T-Shirt meetings

The Formality Of Work

Formalities are great as they give people a common starting point from which to collaborate and build upon. Without formalities, everything would need to be understood and agreed upon every time a new relationship was made. This is possibly one of the reasons that international agreements are harder. They have more paperwork and complexities, but also cultures have their own formalities. Being non-native, you have to learn what these are before you are even at the formal starting point. To do this for every interaction clearly wouldn’t work.

It’s important though, to acknowledge people’s potential to drift towards the known, easy path, rather than to entertain a new path with an unknown outcome or cost. By formalising a set of routes, you may also indirectly raise barriers to other paths, even beneficial ones.

This is where formality can harm productivity and innovation. Often what you are after is the knowledge that there is a workable path rather than a plan with all the Is dotted and the Ts crossed. That will come later, when the efficiency of formalities can weight in and benefit.

The Art Of The Informal

Removing the subconscious dos and don’ts can be a very useful thing, leaving informal meeting attendees with all of their capabilities, but greater freedom to find the best path forwards. So often in this setting, they do.

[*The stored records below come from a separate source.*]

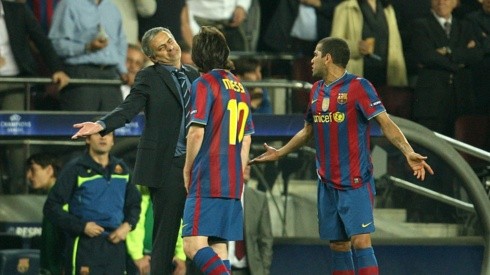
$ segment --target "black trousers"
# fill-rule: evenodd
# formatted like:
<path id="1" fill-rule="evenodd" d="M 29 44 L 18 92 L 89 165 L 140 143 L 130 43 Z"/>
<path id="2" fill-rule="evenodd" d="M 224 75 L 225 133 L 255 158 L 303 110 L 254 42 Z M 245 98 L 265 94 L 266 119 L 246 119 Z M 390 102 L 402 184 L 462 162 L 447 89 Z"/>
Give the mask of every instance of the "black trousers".
<path id="1" fill-rule="evenodd" d="M 108 234 L 90 238 L 81 235 L 67 241 L 65 274 L 124 274 L 126 270 L 126 243 L 113 244 L 107 240 Z M 76 253 L 76 263 L 72 257 Z M 53 256 L 55 257 L 55 256 Z M 56 255 L 59 257 L 59 255 Z"/>
<path id="2" fill-rule="evenodd" d="M 160 188 L 150 187 L 153 201 L 153 249 L 151 252 L 151 274 L 172 274 L 172 259 L 179 234 L 186 191 L 184 187 L 185 156 L 174 158 L 168 170 L 169 180 Z"/>

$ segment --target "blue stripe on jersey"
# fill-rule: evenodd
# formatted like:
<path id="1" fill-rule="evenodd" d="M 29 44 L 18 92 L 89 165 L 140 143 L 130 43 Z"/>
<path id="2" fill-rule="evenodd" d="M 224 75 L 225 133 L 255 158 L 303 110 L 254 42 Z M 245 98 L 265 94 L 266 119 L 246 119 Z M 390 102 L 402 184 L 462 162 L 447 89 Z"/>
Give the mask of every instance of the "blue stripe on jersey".
<path id="1" fill-rule="evenodd" d="M 241 126 L 237 124 L 246 123 L 245 134 L 253 133 L 250 97 L 237 78 L 224 70 L 202 75 L 194 81 L 191 94 L 190 121 L 205 125 L 205 130 L 188 196 L 240 198 L 242 144 L 236 140 Z M 240 115 L 247 115 L 246 120 Z"/>

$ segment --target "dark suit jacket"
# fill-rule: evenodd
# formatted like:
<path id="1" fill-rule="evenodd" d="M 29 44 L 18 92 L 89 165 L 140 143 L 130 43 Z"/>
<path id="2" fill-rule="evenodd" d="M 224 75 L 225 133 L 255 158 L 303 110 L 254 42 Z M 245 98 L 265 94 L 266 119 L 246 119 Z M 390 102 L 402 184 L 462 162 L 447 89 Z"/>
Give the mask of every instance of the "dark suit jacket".
<path id="1" fill-rule="evenodd" d="M 38 72 L 29 41 L 32 41 L 39 50 L 51 72 L 62 71 L 63 63 L 27 5 L 7 1 L 2 1 L 2 4 L 10 47 L 20 70 L 19 76 L 34 76 Z"/>
<path id="2" fill-rule="evenodd" d="M 330 35 L 332 29 L 333 11 L 340 0 L 321 0 L 320 8 L 315 9 L 316 14 L 316 32 L 318 40 Z M 264 35 L 264 42 L 267 46 L 280 52 L 287 52 L 291 49 L 291 29 L 294 20 L 298 16 L 298 0 L 281 0 L 272 16 L 270 23 Z"/>
<path id="3" fill-rule="evenodd" d="M 482 58 L 480 47 L 468 48 L 477 41 L 471 24 L 453 16 L 448 39 L 437 19 L 418 20 L 413 28 L 412 48 L 420 66 L 415 87 L 416 118 L 448 118 L 472 111 L 474 95 L 469 67 Z M 450 47 L 443 56 L 437 48 Z"/>
<path id="4" fill-rule="evenodd" d="M 191 83 L 199 73 L 184 66 Z M 145 113 L 145 128 L 136 153 L 133 183 L 161 187 L 168 179 L 182 121 L 182 101 L 171 73 L 163 65 L 144 68 L 136 75 L 124 102 L 101 121 L 105 134 L 129 123 L 140 111 Z"/>
<path id="5" fill-rule="evenodd" d="M 265 193 L 244 188 L 244 223 L 247 261 L 252 275 L 270 273 L 272 263 L 272 228 Z"/>

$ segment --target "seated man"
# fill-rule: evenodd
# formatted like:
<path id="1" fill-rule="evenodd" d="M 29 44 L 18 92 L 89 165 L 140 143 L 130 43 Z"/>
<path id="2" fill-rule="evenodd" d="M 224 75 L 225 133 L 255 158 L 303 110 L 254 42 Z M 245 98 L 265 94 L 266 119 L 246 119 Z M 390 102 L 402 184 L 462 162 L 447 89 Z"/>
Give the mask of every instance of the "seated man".
<path id="1" fill-rule="evenodd" d="M 65 274 L 124 274 L 125 239 L 138 222 L 141 195 L 127 165 L 109 153 L 113 133 L 86 143 L 49 192 L 44 215 L 66 233 Z"/>
<path id="2" fill-rule="evenodd" d="M 153 203 L 147 187 L 141 189 L 141 214 L 135 229 L 128 234 L 126 246 L 129 259 L 127 262 L 127 275 L 150 274 L 151 250 L 153 244 Z M 182 238 L 182 228 L 175 245 L 173 275 L 185 275 L 185 254 Z"/>
<path id="3" fill-rule="evenodd" d="M 31 155 L 26 161 L 26 177 L 34 190 L 47 194 L 53 187 L 60 170 L 58 159 L 49 153 Z M 63 240 L 60 228 L 53 225 L 46 217 L 42 221 L 40 274 L 61 275 Z"/>

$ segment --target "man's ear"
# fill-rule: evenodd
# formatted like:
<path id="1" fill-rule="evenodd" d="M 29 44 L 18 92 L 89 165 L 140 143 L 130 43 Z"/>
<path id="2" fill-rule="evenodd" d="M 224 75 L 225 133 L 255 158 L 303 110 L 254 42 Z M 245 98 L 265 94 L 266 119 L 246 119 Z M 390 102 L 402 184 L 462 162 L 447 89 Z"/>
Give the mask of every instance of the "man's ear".
<path id="1" fill-rule="evenodd" d="M 52 177 L 54 177 L 54 168 L 53 168 L 53 165 L 51 165 L 51 164 L 50 164 L 50 165 L 46 166 L 46 169 L 48 170 L 48 173 L 49 173 L 49 174 L 50 174 Z"/>

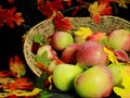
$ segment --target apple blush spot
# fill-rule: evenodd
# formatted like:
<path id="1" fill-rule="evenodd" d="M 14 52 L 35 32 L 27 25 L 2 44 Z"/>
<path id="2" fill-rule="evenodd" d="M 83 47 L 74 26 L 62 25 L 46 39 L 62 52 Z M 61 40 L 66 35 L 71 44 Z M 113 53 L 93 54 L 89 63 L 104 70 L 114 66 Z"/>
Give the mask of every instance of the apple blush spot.
<path id="1" fill-rule="evenodd" d="M 107 56 L 103 48 L 98 41 L 86 41 L 77 51 L 77 62 L 83 69 L 88 65 L 105 65 L 107 63 Z"/>

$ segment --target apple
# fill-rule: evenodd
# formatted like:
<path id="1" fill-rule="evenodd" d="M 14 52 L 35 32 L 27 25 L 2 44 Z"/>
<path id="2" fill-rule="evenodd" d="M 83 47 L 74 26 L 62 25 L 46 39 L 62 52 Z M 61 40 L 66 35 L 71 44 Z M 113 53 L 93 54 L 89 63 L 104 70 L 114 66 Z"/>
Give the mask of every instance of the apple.
<path id="1" fill-rule="evenodd" d="M 82 69 L 88 65 L 105 65 L 108 59 L 103 48 L 98 41 L 86 41 L 77 51 L 77 62 Z"/>
<path id="2" fill-rule="evenodd" d="M 74 38 L 69 33 L 56 32 L 51 36 L 51 45 L 55 50 L 63 50 L 70 44 L 74 44 Z"/>
<path id="3" fill-rule="evenodd" d="M 106 65 L 94 65 L 79 74 L 74 88 L 81 98 L 104 98 L 113 90 L 113 75 Z"/>
<path id="4" fill-rule="evenodd" d="M 54 86 L 62 91 L 70 90 L 75 77 L 80 73 L 82 73 L 82 69 L 78 65 L 58 64 L 52 74 Z"/>
<path id="5" fill-rule="evenodd" d="M 108 42 L 113 49 L 130 51 L 130 30 L 115 29 L 108 35 Z"/>
<path id="6" fill-rule="evenodd" d="M 122 76 L 120 74 L 120 71 L 126 66 L 125 63 L 118 63 L 118 64 L 109 64 L 108 69 L 113 74 L 114 78 L 114 86 L 121 86 L 121 79 Z"/>
<path id="7" fill-rule="evenodd" d="M 61 60 L 65 63 L 76 64 L 77 63 L 77 50 L 80 47 L 79 44 L 72 44 L 66 47 L 61 54 Z"/>
<path id="8" fill-rule="evenodd" d="M 56 54 L 56 52 L 52 49 L 52 46 L 50 46 L 50 45 L 43 45 L 43 46 L 39 47 L 37 54 L 39 57 L 41 57 L 44 51 L 48 52 L 49 59 L 53 59 L 54 54 Z"/>
<path id="9" fill-rule="evenodd" d="M 122 61 L 122 62 L 129 61 L 129 56 L 125 50 L 116 49 L 114 50 L 114 53 L 119 61 Z"/>

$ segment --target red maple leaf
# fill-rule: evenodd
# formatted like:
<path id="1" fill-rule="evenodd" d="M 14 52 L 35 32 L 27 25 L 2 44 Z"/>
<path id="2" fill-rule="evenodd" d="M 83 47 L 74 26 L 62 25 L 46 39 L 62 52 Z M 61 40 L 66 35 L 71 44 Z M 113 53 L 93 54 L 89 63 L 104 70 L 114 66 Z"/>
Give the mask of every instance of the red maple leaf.
<path id="1" fill-rule="evenodd" d="M 74 28 L 70 24 L 70 19 L 64 17 L 62 13 L 57 13 L 53 21 L 56 30 L 68 30 Z"/>
<path id="2" fill-rule="evenodd" d="M 15 2 L 15 0 L 8 0 L 8 2 L 10 2 L 10 3 L 14 3 L 14 2 Z"/>
<path id="3" fill-rule="evenodd" d="M 48 19 L 52 17 L 52 14 L 64 10 L 63 0 L 48 0 L 47 2 L 44 0 L 38 0 L 38 10 Z"/>
<path id="4" fill-rule="evenodd" d="M 0 77 L 8 77 L 10 75 L 9 71 L 0 71 Z"/>
<path id="5" fill-rule="evenodd" d="M 100 23 L 100 15 L 112 14 L 110 0 L 98 0 L 90 4 L 89 12 L 95 23 Z"/>
<path id="6" fill-rule="evenodd" d="M 14 28 L 14 23 L 16 25 L 21 25 L 24 22 L 24 19 L 21 17 L 22 13 L 16 12 L 16 8 L 11 8 L 11 9 L 6 9 L 6 13 L 5 13 L 5 23 L 6 25 L 9 25 L 11 28 Z"/>
<path id="7" fill-rule="evenodd" d="M 14 89 L 32 89 L 32 82 L 28 82 L 29 78 L 15 78 L 14 83 L 8 83 L 4 87 L 14 90 Z"/>
<path id="8" fill-rule="evenodd" d="M 0 26 L 3 26 L 5 19 L 5 10 L 0 7 Z"/>

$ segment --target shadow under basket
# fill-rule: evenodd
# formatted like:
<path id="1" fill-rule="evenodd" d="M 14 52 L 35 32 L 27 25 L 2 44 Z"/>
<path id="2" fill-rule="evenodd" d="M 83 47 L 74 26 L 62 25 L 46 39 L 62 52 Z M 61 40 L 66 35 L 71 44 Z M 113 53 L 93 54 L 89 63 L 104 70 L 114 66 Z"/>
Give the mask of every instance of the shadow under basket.
<path id="1" fill-rule="evenodd" d="M 93 22 L 91 17 L 69 17 L 69 19 L 75 27 L 73 30 L 77 30 L 79 27 L 90 27 L 92 32 L 105 32 L 105 33 L 109 33 L 117 28 L 130 29 L 130 22 L 117 16 L 101 16 L 100 24 Z M 40 76 L 42 74 L 42 70 L 40 70 L 36 65 L 35 54 L 34 52 L 31 52 L 34 37 L 35 35 L 50 36 L 54 33 L 54 28 L 55 27 L 53 21 L 46 20 L 30 28 L 29 33 L 26 36 L 24 42 L 25 60 L 29 68 L 31 69 L 31 71 L 37 76 Z"/>

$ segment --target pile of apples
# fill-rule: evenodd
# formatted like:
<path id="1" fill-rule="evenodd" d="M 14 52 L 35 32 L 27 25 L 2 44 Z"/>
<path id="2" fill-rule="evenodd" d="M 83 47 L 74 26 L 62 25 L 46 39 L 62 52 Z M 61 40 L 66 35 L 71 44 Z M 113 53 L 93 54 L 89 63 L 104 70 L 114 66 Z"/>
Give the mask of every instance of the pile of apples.
<path id="1" fill-rule="evenodd" d="M 39 47 L 38 56 L 47 51 L 52 59 L 48 69 L 58 90 L 75 90 L 81 98 L 102 98 L 108 97 L 114 86 L 121 85 L 119 71 L 129 63 L 130 30 L 121 28 L 107 33 L 108 45 L 96 40 L 98 34 L 82 41 L 75 34 L 55 32 L 50 44 Z M 112 63 L 104 47 L 113 51 L 121 64 Z"/>

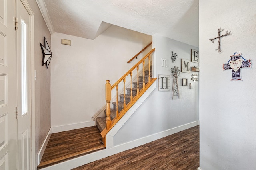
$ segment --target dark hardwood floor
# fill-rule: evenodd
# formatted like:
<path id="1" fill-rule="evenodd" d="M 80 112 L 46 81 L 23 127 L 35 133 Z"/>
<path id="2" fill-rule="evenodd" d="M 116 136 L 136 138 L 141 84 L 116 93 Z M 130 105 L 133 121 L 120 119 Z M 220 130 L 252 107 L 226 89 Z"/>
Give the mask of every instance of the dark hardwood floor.
<path id="1" fill-rule="evenodd" d="M 199 126 L 76 170 L 192 170 L 199 166 Z"/>
<path id="2" fill-rule="evenodd" d="M 53 133 L 38 169 L 105 149 L 97 126 Z"/>

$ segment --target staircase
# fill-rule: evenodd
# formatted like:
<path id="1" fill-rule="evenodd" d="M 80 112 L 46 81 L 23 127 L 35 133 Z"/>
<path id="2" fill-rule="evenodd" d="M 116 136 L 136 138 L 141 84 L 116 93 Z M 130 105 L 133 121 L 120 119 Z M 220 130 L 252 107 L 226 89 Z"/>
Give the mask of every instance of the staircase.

Many of the most productive meetings I have had have been informal. The proportion of meetings I have where something is being initiated rather than maintained are higher than potentially most. Due partly because we are a start-up and partly because I don’t believe that meetings are the best mechanism for maintaining a project. (This will likely be its own post). So I appreciate that some informality won’t work for many, but for navigating problems, it’s second to none.

COVID-19

COVID-19’s impact was fast enough that it left people in need to remote work with little of the infrastructure to do it. This caused me to have many remote meetings with people who were in a random room of their house, had a noisy laptop fan or were battling with internet or microphone issues.

All of these meetings were less formal than they would normally be and all were more productive.

I have no doubt that people were a little uncomfortable at first with it being informal, but once that precedent had been set, it was quickly forgotten and the real reason for the meeting became the only focus.

I hope that when we all meet in person again, our meetings are improved. That after this shared learning experience they are more productive, engaging and purposeful. Formalities should be what take us forward, not simply what we’re used to and comfortable doing.